De ce décompte qui ferait un excellent exercice pour les insomniaques en mal de sommeil, on se gardera du moindre commentaire. À chacun de se faire son opinion. Rappelons seulement qu’au vu de ce constat, l’Union européenne a demandé à la France (ainsi qu’à l’Autriche et à la Belgique) «d’améliorer l’insertion sur le marché du travail des descendants d’immigrés» (recommandation du
7 mars 2018).

Les eurosceptiques vitupéreront contre «ces eurocrates qui se mêlent de tout». Mais il faut se rendre à l’évidence: notre pays intègre certes très difficilement ses immigrants mais tout aussi mal «les Français de souche» pour dire les choses crûment. Et d’ailleurs on se demande comment l’Hexagone pourrait être une terre d’asile accueillante alors qu’il est incapable de bien traiter ses autochtones. La comparaison avec l’Allemagne est édifiante, qui affiche une proportion des 15-34 ans «ni en emploi, ni en enseignement ni en formation» de 7 % pour ses autochtones et de 10 % pour les personnes issues de l’immigration. La Suède et la Suisse ont des performances similaires.

En l’occurrence le territoire français est l’un des plus désœuvrés de l’OCDE, ce «club des pays riches» comme on la présente souvent. De même la France arrive dans le dernier tiers du classement de l’OCDE mesurant les compétences de base des adultes en lecture et en calcul (enquête PIAAC). Le tableau est cohérent: la difficulté des jeunes Français à s’employer découle directement de leurs carences culturelles sur un marché mondial ultra-concurrentiel. «Quand je me regarde je me désole, quand je me compare je me console»: ce proverbe nous a longtemps servi de viatique. Il est hélas devenu obsolète. Un vrai sujet de débat!

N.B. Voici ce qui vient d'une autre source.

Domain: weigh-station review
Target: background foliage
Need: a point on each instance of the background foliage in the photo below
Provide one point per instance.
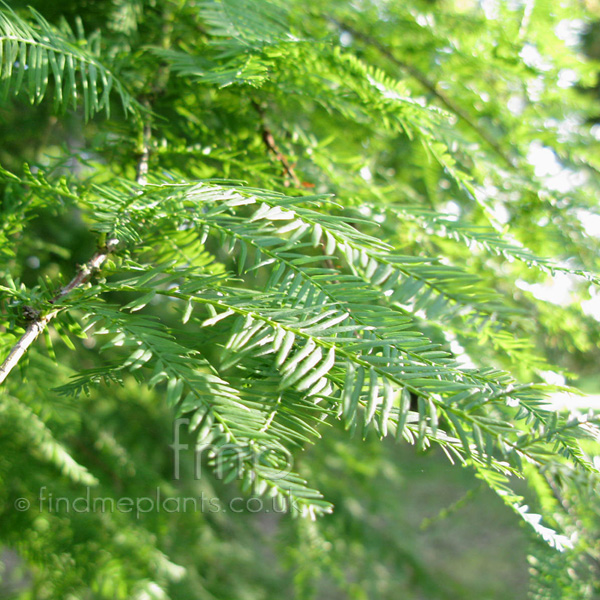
(316, 233)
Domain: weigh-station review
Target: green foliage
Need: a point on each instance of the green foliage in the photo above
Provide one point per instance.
(308, 233)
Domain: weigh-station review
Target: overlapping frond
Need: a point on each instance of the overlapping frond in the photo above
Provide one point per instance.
(34, 53)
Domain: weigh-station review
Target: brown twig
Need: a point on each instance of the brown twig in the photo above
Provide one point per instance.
(269, 141)
(429, 85)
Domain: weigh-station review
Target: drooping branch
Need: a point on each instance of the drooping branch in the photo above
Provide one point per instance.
(83, 275)
(85, 272)
(39, 324)
(430, 86)
(269, 141)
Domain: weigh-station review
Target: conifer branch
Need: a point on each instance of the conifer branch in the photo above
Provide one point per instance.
(269, 141)
(39, 324)
(83, 275)
(430, 86)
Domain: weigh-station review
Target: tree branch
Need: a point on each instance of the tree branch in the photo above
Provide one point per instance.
(82, 276)
(269, 141)
(430, 86)
(86, 271)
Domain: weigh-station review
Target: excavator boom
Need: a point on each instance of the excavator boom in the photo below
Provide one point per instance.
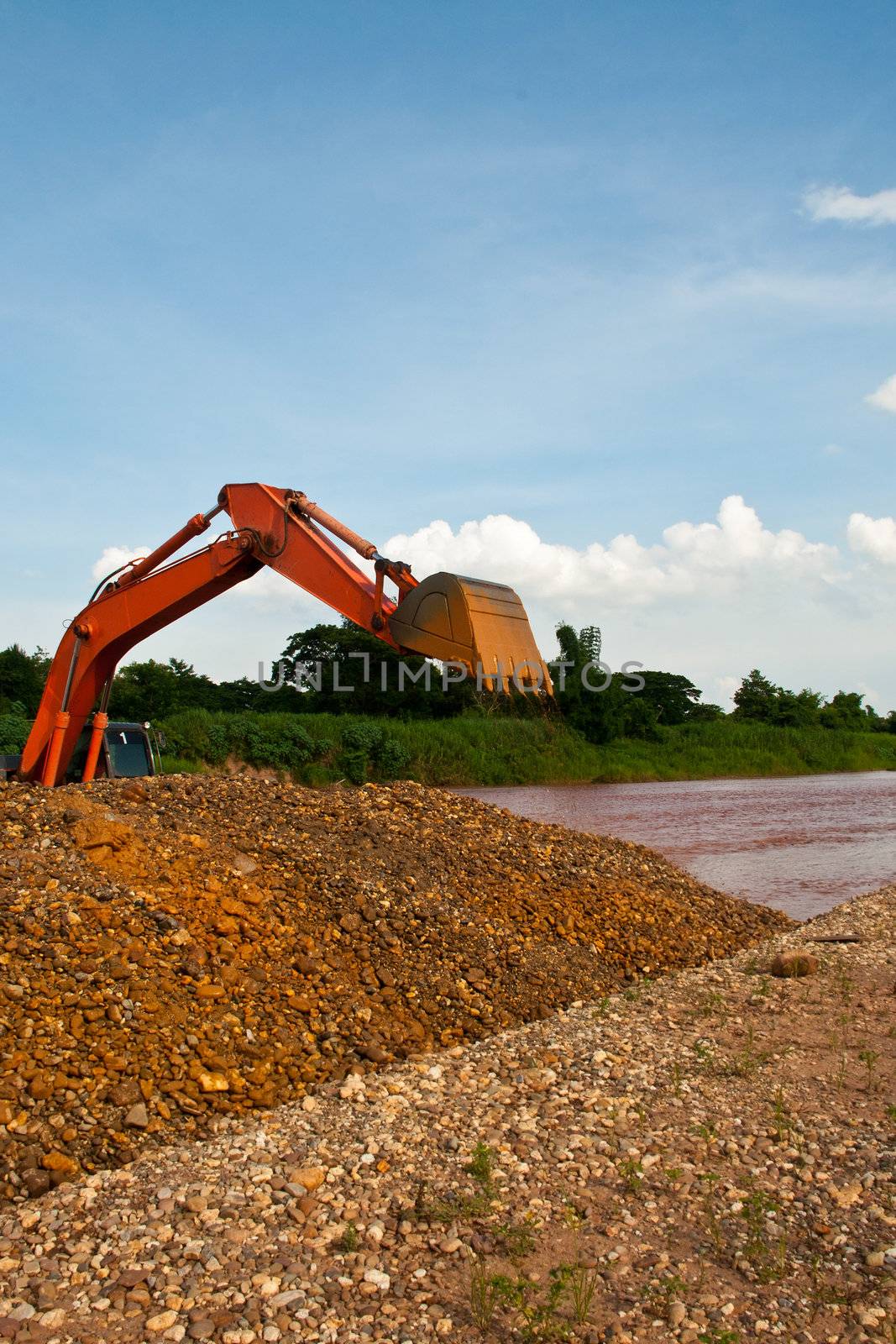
(449, 617)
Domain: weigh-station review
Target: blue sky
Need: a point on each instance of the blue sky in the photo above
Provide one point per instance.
(439, 262)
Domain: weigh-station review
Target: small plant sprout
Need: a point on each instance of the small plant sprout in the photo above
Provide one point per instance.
(484, 1294)
(481, 1168)
(766, 1256)
(631, 1173)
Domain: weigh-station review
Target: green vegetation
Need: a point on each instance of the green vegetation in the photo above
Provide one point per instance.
(320, 734)
(479, 750)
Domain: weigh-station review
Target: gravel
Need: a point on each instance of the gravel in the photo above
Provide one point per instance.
(714, 1149)
(181, 949)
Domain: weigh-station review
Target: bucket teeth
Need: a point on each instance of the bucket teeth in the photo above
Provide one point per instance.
(476, 622)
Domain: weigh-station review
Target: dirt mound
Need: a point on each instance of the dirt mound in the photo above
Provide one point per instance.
(181, 948)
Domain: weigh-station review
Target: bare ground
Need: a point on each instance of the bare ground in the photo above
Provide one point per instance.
(707, 1158)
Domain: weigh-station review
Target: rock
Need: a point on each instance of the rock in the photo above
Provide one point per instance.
(678, 1314)
(311, 1178)
(212, 1082)
(794, 964)
(137, 1117)
(56, 1162)
(163, 1321)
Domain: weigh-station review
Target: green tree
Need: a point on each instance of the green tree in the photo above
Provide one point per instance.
(598, 716)
(757, 698)
(22, 679)
(846, 712)
(367, 671)
(672, 696)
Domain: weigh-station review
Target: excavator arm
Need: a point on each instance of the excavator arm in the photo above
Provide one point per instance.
(446, 616)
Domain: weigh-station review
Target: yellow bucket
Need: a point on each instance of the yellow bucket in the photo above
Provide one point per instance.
(476, 622)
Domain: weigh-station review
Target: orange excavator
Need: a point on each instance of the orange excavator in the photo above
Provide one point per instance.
(448, 617)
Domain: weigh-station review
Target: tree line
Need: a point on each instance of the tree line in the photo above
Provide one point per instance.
(155, 691)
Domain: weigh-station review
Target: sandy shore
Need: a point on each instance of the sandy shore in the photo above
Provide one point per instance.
(708, 1158)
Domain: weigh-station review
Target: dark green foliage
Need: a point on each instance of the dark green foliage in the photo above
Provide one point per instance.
(846, 712)
(369, 750)
(356, 685)
(673, 696)
(13, 730)
(598, 716)
(22, 678)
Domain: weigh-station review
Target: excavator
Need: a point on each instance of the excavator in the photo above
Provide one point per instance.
(473, 622)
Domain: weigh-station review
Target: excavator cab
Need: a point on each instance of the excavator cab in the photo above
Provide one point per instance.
(448, 617)
(127, 752)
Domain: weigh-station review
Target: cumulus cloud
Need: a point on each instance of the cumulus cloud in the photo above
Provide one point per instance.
(846, 206)
(692, 558)
(873, 537)
(114, 557)
(886, 396)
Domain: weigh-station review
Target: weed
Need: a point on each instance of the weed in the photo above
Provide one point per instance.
(537, 1316)
(484, 1294)
(517, 1240)
(821, 1294)
(631, 1173)
(768, 1258)
(710, 1003)
(667, 1292)
(349, 1241)
(481, 1168)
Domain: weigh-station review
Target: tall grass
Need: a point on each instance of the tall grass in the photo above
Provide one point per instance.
(479, 750)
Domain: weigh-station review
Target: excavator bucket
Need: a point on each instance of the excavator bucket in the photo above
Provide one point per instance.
(472, 622)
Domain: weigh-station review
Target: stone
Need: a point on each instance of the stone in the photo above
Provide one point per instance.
(137, 1116)
(794, 964)
(678, 1314)
(163, 1321)
(312, 1178)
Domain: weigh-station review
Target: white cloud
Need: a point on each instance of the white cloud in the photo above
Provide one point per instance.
(844, 205)
(886, 396)
(873, 537)
(708, 598)
(692, 559)
(114, 557)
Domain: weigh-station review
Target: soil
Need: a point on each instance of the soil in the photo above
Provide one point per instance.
(181, 949)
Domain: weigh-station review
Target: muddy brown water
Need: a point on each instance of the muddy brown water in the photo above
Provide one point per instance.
(801, 844)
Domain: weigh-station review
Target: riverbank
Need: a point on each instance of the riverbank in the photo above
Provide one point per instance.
(183, 949)
(479, 750)
(707, 1158)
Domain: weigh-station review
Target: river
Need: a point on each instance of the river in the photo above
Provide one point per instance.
(802, 843)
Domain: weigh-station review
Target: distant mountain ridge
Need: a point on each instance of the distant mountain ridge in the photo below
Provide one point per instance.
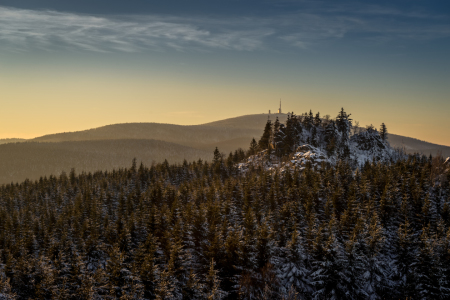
(117, 144)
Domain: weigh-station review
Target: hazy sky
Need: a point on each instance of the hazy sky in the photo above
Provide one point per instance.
(74, 65)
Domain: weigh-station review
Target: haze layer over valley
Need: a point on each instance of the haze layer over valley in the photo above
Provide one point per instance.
(114, 146)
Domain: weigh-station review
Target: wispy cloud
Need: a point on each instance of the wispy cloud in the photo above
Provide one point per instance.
(22, 30)
(26, 30)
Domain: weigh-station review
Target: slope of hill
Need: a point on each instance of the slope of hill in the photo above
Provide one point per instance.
(412, 145)
(10, 141)
(50, 154)
(32, 160)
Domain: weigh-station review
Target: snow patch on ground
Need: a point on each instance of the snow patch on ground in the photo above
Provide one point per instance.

[Le 23 janvier 2019, 8  H 50, N. N., Nantes ] :  Je salue l’esprit taquin des responsables d’ICEO. N’oublions pas que la taquinerie, c’est la méchanceté des bons.

[Le 23 janvier 2019, 8  H 10, J. J., La Grande-Motte] : PLATON (429-347 av JC) (extrait de La République)

Lorsque les pères s’habituent à laisser faire les enfants,

Lorsque les fils ne tiennent plus compte de leurs paroles,

Lorsque les maîtres tremblent devant leurs élèves et préfèrent les flatter,

Lorsque finalement les jeunes méprisent les lois parce qu’ils ne reconnaissent plus, au-dessus d’eux, l’autorité de rien et de personne, alors, c’est là, en toute beauté, et en toute jeunesse, le début de la tyrannie.

[Le 22 janvier 2019, 20 H 30, J. R., Béziers] : Un vrai sujet de débat ??? Le ministre Bruno LE MAIRE, interviewé par la BBC a clairement dit (en anglais) que le grand débat ne ferait pas changer d’un iota la ligne du gouvernement.